In May, Keystone's indicator dropped into Deflation. The recent stock market rally has moved money from Treasury's back into higher-risk stocks. This results in higher yields and lower note and bond prices. The 10-year yield is 1.64% with a price at 99.891 as this missive is typed. The 10-year yield peaked at 1.73% yesterday before pulling back thus far today. The happy talk from central bankers caused the equity market rally and up in yields. Keystone's indicator has now moved back up thru disinflation and is now back into the Neutral zone.The CRB (Commodities Index) languished at 270 on the cliff edge during June but recovered, now well above 300 again. Taking a look at the numbers;
CRB/10-Year Price = 304.81/99.981 = 3.05
Over 4 = Inflation
Between 3 and 4 = Neutral; inflationists and deflationists fight it out
Between 2.9 and 3.0 = Disinflation
Under 2.9 = Deflation
Chairman Bernanke announced QE1 and QE2 as the country became mired in deflation with Keystone's indicator in the 2.5-2.6 range. The indicator dipped into this area in May but then recovered. Therefore, the QE3 watch continues but for Bernanke to act, the 10-year yield will need to drop lower (price higher) as well as the CRB dropping back down thru 270 and heading lower again. The markets are hugely optimistic that Chairman Bernanke will announce future easing plans at Jackson Hole on Friday, 8/31/12. With the CRB over 300, traders will be extremely disappointed. Bernanke fears deflation, a la the Great Depression and Japan's continued two-decade funk.

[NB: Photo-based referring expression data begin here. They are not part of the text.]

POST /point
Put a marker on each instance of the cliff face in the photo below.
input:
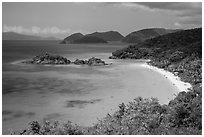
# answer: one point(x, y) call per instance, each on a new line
point(144, 34)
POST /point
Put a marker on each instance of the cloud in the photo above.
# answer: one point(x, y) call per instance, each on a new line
point(36, 30)
point(187, 13)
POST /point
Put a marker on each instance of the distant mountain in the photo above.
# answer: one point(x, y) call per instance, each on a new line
point(144, 34)
point(108, 36)
point(89, 39)
point(17, 36)
point(72, 38)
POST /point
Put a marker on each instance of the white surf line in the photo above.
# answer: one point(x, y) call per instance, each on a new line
point(175, 80)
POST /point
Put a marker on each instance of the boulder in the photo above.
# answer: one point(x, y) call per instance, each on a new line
point(79, 62)
point(48, 58)
point(96, 62)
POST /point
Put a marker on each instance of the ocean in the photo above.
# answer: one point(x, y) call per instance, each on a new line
point(80, 94)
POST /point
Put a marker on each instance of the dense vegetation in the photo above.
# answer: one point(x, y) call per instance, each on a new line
point(144, 34)
point(180, 53)
point(72, 38)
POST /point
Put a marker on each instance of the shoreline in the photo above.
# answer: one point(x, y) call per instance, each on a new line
point(175, 80)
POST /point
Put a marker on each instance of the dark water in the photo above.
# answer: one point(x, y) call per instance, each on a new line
point(77, 93)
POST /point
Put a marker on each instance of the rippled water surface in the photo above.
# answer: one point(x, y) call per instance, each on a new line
point(80, 94)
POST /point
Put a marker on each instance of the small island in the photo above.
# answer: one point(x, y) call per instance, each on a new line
point(53, 59)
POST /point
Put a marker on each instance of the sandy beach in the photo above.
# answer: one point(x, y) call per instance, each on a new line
point(175, 80)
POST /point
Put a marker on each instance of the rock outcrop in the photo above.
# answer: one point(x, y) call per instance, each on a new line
point(91, 62)
point(48, 58)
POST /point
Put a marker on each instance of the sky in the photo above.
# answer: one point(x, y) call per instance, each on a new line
point(61, 19)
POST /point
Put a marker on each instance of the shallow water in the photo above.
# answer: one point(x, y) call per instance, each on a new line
point(80, 94)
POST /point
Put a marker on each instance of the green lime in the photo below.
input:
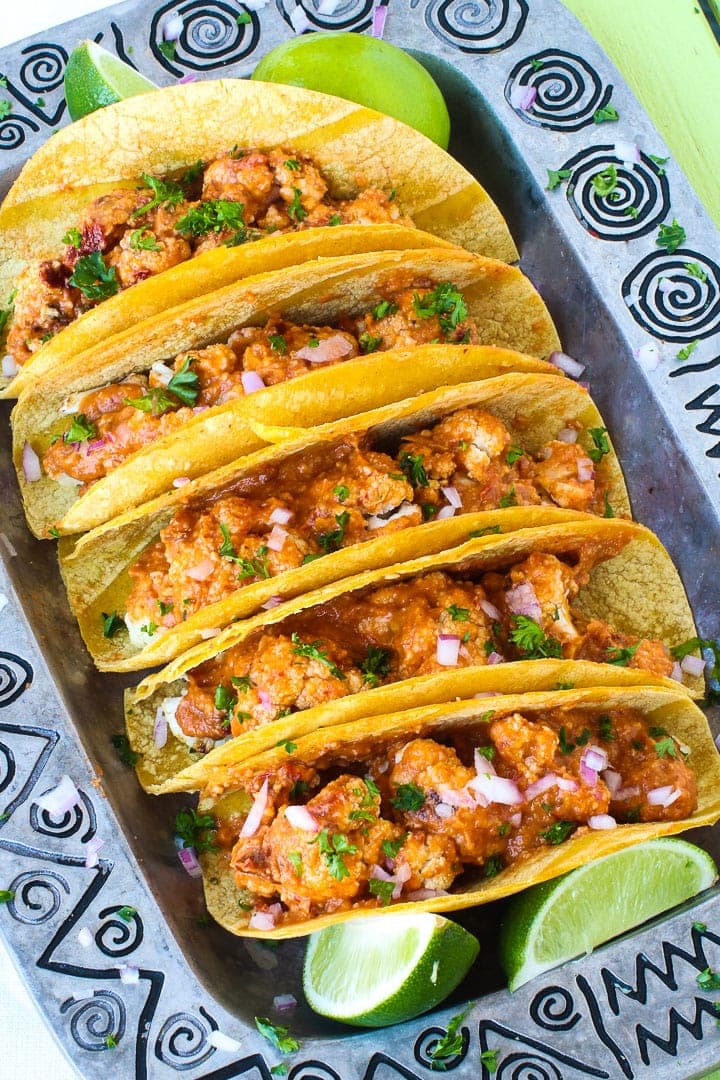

With the CRB over 300, Bernanke likely has no plans for QE3. The next FOMC rate decision and meeting is 9/11/12 and 9/12/12.
Do not worry too much about the timing of QE3 since the announcement will be dictated by the deflationary pressures. QE3 is coming but not until the deflationary forces reemerge. In general, focus on the CRB; once it loses 270 the Fed will stand ready with QE3. At CRB 250-270, the Fed will act with QE3. This may happen in a few days, or it may take a few weeks, or a few months, or even not until 2013. Bernanke will avoid deflation at all costs which will cause him to act with QE3 but with the CRB higher and yields higher, QE3 will be on a milk carton for the next couple months, in contrast to what equity traders now expect. Ironically, a disappointment by the Fed will result in a market sell off, which will send the CRB lower and yields lower, thus, creating the environment for when Bernanke will act.